Infine, basta vedere i titoli di coda per capire come ACII e Syndicate condividano i medesimi sceneggiatori, Corey May e Jeffrey Yohalem. Ai tempi di ACII questa coppia era stata affiancata da Joshua Rubin, ma May è di suo sceneggiatore storico del brand, avendo lui scritto addirittura il capostipite. E in tal senso non deve stupire che, esattamente come ACII lo era per l’Italia, Assassin’s Creed Syndicate sia una lettera d’amore all’età vittoriana e all’Inghilterra tutta, tanto nelle sue bellezze quanto nelle sue mancanze.
In conclusione
Assassin’s Creed Syndicate, a cinque anni dalla sua uscita, non si è mosso ed è giusto che sia così. Come altri suoi fratelli ha dovuto fare i conti con l’essere pubblicato in annate difficili, sia per la concorrenza che per il passato recente. È rimasto quieto e concentrato, e non ha mollato mai un colpo. E volendo, non poteva essere altrimenti: l’avventura di Jacob ed Evie è appunto la terza lettera d’amore prodotta dalla saga, che dopo il Rinascimento e l’America coloniale ha voluto omaggiare un’epoca di cambiamenti, di menti brillanti e idee esplosive.

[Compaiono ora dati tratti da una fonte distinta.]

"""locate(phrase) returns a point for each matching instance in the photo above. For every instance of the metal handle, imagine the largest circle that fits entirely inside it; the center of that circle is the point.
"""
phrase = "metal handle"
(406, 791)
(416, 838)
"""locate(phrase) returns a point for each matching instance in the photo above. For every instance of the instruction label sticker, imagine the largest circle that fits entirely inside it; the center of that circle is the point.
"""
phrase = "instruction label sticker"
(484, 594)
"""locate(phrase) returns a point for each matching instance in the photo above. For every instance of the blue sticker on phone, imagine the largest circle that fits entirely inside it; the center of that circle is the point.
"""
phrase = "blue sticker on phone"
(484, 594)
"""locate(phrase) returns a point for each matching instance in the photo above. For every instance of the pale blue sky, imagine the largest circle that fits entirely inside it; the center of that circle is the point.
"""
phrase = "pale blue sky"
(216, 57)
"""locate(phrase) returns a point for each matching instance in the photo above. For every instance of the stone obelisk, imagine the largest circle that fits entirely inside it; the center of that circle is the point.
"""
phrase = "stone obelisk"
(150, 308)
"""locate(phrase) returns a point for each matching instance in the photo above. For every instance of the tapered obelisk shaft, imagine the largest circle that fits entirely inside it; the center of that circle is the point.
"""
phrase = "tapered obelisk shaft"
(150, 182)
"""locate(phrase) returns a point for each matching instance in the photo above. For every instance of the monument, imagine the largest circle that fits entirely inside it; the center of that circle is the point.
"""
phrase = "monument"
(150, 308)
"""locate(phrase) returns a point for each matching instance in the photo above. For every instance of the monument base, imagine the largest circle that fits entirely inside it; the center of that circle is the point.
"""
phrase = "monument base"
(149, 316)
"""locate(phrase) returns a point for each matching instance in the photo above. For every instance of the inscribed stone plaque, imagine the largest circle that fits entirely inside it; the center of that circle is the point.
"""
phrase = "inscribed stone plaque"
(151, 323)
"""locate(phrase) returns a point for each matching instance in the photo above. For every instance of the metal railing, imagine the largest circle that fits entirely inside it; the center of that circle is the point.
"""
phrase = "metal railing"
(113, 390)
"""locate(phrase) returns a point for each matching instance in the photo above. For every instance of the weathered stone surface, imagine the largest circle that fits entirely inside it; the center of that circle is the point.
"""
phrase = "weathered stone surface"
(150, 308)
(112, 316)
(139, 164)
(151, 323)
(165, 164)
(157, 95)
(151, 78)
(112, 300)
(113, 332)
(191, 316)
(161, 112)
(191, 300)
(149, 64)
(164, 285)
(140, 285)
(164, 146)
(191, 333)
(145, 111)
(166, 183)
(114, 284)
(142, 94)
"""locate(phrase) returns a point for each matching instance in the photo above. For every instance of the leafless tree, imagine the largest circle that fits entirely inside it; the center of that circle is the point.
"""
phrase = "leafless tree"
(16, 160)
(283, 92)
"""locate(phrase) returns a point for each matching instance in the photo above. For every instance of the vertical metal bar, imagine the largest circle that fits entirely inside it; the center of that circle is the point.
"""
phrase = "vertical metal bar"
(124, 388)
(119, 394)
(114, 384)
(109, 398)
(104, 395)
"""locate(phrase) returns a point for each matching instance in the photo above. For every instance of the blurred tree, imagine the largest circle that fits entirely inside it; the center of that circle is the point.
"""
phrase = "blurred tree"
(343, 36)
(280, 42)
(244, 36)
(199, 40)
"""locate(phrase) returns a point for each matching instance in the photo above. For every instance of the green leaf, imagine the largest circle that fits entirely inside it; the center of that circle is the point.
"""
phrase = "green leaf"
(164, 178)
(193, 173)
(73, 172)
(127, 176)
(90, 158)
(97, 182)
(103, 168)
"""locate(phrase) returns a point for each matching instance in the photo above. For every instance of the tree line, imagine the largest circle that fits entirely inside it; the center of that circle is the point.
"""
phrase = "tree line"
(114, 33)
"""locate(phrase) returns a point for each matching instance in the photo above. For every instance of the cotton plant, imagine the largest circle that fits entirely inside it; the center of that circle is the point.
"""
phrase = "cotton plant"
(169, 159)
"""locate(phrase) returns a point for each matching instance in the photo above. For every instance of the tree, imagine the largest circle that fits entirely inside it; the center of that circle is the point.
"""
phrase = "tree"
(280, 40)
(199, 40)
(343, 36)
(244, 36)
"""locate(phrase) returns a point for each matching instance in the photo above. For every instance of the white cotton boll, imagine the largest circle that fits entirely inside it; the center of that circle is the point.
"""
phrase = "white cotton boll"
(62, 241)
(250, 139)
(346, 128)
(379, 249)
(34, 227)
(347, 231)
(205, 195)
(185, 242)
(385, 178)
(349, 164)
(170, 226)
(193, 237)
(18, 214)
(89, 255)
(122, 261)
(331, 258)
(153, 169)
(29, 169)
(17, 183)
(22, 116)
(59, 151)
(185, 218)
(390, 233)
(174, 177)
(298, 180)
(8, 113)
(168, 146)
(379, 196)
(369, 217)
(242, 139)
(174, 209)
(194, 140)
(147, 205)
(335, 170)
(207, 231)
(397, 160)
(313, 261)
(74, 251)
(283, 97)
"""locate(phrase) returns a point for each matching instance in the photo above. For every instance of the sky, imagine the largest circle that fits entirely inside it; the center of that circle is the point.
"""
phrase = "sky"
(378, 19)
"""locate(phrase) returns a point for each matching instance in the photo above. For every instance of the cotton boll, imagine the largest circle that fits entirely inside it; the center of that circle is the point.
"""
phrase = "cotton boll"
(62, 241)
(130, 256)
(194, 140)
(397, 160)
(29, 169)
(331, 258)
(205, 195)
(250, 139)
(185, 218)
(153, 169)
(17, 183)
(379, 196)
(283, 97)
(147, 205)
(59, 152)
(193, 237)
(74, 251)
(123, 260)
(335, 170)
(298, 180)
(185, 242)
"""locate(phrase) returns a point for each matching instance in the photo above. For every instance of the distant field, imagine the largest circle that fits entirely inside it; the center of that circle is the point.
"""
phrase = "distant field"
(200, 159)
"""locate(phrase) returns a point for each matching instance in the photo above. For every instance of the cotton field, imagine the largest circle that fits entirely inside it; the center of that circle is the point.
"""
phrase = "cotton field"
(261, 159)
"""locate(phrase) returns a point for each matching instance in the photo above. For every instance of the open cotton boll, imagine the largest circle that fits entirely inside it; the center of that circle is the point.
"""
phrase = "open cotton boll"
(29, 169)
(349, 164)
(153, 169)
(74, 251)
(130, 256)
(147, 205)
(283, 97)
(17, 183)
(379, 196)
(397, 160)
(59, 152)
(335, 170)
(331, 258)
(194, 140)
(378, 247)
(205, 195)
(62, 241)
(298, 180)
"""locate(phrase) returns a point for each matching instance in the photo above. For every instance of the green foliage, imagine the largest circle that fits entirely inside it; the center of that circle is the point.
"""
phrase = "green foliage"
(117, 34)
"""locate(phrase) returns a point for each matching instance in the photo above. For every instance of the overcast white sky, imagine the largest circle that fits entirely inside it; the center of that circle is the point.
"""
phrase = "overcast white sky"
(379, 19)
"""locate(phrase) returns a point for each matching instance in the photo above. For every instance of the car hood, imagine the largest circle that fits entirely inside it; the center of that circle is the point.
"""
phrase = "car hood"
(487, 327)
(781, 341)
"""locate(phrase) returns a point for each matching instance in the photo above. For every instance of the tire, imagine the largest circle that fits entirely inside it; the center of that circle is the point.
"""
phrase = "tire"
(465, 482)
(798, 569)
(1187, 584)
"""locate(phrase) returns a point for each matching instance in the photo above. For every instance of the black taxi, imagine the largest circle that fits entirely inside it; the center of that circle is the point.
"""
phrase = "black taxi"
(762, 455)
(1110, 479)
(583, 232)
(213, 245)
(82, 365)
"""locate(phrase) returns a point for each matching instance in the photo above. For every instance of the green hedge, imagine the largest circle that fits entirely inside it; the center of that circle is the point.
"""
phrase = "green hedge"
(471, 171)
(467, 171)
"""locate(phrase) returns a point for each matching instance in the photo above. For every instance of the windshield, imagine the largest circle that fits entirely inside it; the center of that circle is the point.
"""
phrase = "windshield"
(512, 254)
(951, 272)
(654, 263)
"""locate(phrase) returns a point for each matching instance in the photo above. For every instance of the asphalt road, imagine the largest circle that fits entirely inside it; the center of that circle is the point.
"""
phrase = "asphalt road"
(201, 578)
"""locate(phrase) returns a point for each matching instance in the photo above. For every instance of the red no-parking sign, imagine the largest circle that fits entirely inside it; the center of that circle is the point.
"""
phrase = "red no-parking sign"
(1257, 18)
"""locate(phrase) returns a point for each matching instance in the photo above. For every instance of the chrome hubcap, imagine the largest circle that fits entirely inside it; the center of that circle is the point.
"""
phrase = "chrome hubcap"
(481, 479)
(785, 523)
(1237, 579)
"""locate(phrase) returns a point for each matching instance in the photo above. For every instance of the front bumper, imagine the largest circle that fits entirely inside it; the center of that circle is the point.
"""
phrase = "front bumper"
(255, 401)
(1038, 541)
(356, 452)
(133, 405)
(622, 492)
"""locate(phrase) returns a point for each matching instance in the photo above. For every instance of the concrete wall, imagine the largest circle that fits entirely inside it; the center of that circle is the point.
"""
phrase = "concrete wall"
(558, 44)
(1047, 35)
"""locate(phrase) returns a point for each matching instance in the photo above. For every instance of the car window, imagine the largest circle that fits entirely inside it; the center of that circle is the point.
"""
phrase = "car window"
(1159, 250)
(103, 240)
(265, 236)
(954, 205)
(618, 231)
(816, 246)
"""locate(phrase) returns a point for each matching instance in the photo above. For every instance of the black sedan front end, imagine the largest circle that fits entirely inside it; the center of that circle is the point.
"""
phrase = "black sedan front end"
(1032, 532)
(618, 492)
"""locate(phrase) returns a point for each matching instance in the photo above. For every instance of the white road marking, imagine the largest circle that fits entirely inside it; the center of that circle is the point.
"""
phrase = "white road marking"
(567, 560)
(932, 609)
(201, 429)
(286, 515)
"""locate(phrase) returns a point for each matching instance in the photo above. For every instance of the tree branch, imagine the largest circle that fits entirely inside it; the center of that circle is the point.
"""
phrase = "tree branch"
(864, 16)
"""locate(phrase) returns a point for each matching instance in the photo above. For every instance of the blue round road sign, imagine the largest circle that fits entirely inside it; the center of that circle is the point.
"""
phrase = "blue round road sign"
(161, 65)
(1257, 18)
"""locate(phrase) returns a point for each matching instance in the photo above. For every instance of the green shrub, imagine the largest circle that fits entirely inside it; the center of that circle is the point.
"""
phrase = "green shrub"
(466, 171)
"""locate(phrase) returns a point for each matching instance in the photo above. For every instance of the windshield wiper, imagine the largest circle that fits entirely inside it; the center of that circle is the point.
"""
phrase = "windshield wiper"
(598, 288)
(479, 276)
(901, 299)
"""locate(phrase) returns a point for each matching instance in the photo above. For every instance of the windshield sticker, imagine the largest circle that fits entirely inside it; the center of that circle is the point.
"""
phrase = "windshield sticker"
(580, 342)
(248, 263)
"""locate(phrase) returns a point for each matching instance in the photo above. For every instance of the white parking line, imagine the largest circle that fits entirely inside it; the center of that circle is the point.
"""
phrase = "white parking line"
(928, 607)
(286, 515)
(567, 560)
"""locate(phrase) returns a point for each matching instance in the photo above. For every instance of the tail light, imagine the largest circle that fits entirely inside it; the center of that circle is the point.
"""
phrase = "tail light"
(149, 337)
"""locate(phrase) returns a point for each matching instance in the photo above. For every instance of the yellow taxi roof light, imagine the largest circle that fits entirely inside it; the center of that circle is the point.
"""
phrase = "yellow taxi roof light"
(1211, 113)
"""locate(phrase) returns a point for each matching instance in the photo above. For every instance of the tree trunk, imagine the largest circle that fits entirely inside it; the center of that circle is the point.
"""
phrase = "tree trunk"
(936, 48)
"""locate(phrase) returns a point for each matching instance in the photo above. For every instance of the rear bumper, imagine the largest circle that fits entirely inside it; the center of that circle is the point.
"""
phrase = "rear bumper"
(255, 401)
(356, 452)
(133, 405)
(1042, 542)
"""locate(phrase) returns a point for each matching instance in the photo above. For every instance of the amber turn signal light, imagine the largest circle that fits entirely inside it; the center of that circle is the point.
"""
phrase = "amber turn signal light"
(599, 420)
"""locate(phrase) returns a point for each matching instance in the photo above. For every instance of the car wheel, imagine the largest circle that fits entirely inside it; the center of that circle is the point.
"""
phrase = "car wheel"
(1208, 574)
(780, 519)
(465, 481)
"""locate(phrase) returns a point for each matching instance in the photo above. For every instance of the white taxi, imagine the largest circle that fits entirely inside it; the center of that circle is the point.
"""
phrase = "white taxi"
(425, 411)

Una prosperità che, come al solito, andava pagata con pregi e difetti, con l’idiosincrasia del progresso accessibile a tutti ma che aveva dimenticato come farsi apprezzare. Negli anni, questo era diventato Assassin’s Creed: un araldo del progresso dentro e fuori dalla videoludica, ma che metteva in guardia sul fatto che il progresso non bisogna solo cercarlo: bisogna imparare a usarlo.